Some people spend time “testing” the people around them. Some people waste their time suspecting their friends. Some people planned their way around certain people who love you and are your friends. Why ah? Cos you got hurt before so you must learn to protect yourself issit?

Actually its not about protection of yourself. Its actually something wrong with your eyes and heart. Whether someone is true to you, you can see it, you can feel it. If you get the signal wrongly (maybe you think he loves you but he doesn’t), its a problem with your eyes. And if you love him so much but he doesn’t really love you, its a problem with your heart cos you loved too much to feel that the signal from him is different.

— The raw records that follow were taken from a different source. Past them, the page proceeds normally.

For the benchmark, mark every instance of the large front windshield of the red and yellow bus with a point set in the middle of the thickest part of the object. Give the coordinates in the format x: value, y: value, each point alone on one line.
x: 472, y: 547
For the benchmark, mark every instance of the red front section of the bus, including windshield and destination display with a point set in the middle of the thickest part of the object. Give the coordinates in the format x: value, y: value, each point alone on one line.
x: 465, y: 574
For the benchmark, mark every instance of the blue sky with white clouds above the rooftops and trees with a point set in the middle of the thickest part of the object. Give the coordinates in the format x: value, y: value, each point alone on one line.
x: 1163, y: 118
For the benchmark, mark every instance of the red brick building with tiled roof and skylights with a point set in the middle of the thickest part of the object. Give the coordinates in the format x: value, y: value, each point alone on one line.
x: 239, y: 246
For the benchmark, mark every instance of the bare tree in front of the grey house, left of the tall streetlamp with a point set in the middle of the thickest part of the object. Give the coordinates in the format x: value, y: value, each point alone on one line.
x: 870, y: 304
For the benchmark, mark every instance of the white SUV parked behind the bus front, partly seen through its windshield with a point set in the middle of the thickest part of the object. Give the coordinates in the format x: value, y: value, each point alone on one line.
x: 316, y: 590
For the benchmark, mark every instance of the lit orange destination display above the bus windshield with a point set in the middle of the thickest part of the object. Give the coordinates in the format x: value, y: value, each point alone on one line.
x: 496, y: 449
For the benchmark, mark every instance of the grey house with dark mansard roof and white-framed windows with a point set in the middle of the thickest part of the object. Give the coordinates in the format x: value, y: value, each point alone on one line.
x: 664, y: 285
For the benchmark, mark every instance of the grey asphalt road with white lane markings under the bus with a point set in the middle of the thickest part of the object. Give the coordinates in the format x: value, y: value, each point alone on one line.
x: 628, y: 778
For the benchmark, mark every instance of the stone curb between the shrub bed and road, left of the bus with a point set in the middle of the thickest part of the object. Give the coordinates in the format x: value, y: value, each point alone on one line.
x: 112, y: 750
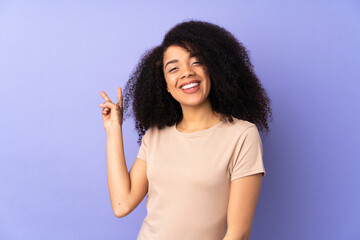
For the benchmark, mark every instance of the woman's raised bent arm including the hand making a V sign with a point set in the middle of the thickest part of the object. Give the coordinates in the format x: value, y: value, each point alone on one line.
x: 126, y: 190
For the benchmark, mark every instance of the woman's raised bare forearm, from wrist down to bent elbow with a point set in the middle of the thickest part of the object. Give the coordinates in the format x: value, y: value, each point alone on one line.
x: 117, y: 173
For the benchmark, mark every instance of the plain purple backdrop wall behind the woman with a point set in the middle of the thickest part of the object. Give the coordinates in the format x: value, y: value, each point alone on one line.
x: 56, y: 56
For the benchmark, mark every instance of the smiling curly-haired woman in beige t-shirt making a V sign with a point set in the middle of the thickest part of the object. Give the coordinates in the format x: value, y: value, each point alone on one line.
x: 197, y: 105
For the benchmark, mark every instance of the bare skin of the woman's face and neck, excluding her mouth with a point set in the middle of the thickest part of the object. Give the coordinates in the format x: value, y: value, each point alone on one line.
x: 196, y: 107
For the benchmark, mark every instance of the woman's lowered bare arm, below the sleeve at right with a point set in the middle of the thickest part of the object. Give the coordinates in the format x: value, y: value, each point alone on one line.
x: 244, y: 194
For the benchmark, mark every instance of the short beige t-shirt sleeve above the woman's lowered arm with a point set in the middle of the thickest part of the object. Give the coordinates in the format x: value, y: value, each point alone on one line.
x: 247, y: 158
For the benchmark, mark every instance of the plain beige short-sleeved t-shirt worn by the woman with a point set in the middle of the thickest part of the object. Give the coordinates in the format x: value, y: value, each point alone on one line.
x: 189, y: 178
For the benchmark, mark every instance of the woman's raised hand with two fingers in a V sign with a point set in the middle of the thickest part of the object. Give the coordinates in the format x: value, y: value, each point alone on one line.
x: 112, y: 113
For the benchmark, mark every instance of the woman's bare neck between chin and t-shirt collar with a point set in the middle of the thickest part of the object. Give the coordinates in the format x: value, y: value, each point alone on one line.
x: 198, y: 117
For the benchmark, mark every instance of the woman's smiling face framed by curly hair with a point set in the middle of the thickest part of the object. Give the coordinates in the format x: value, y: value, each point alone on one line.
x: 181, y: 68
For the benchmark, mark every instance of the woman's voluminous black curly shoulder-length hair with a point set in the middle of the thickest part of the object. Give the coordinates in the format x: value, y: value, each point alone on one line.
x: 235, y: 89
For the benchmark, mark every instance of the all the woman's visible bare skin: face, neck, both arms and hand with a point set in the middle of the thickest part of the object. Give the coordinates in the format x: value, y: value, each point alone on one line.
x: 128, y: 190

And even though he’s gone you are still holding on…..actually its not a problem. Its just a habit. A habit that you cultivated to move yourself away from the initial hurt and pain from the breakup. A habit that makes you feel better in a sadistic way where the more you hurt, the more you feel inclined to hold on. ITS JUST A HABIT. ITS NOT TRUE LOVE HOLDING YOU ON. Some feel unfair about the whole thing, so they hold on, hoping for a chance to make things fair again – how to? Its gonna be fair only if he returns?

Are you sure its not going to hurt anymore if he comes back? Why dun you think that if he returns he might be bringing you more hurt than before? If things would really get better when he’s around, why did he leave at all?????? Ponder….Think….

Rina was telling me about some web thingy by some red indian chief.

Humankind has not woven the web of life.
We are but one thread within it
Watever we do to the web
We do to ourselves
All things are bound together
All things connect.

Chief Seattle.

I think things happen for a reason. Why some people get so blissful, why some people need to go thru trials in life before getting their rewards. Why some people have a silver spoon in their mouths. And why are you hurting. There’s always a reason. The reason you are hurting is NOT WHAT THEY DID TO YOU. They have done nothing to that extent to reach into your heart to break it. Everything beautiful was pictured by you – they never painted any picture in your mind. You are hurting because of your refusal to let go.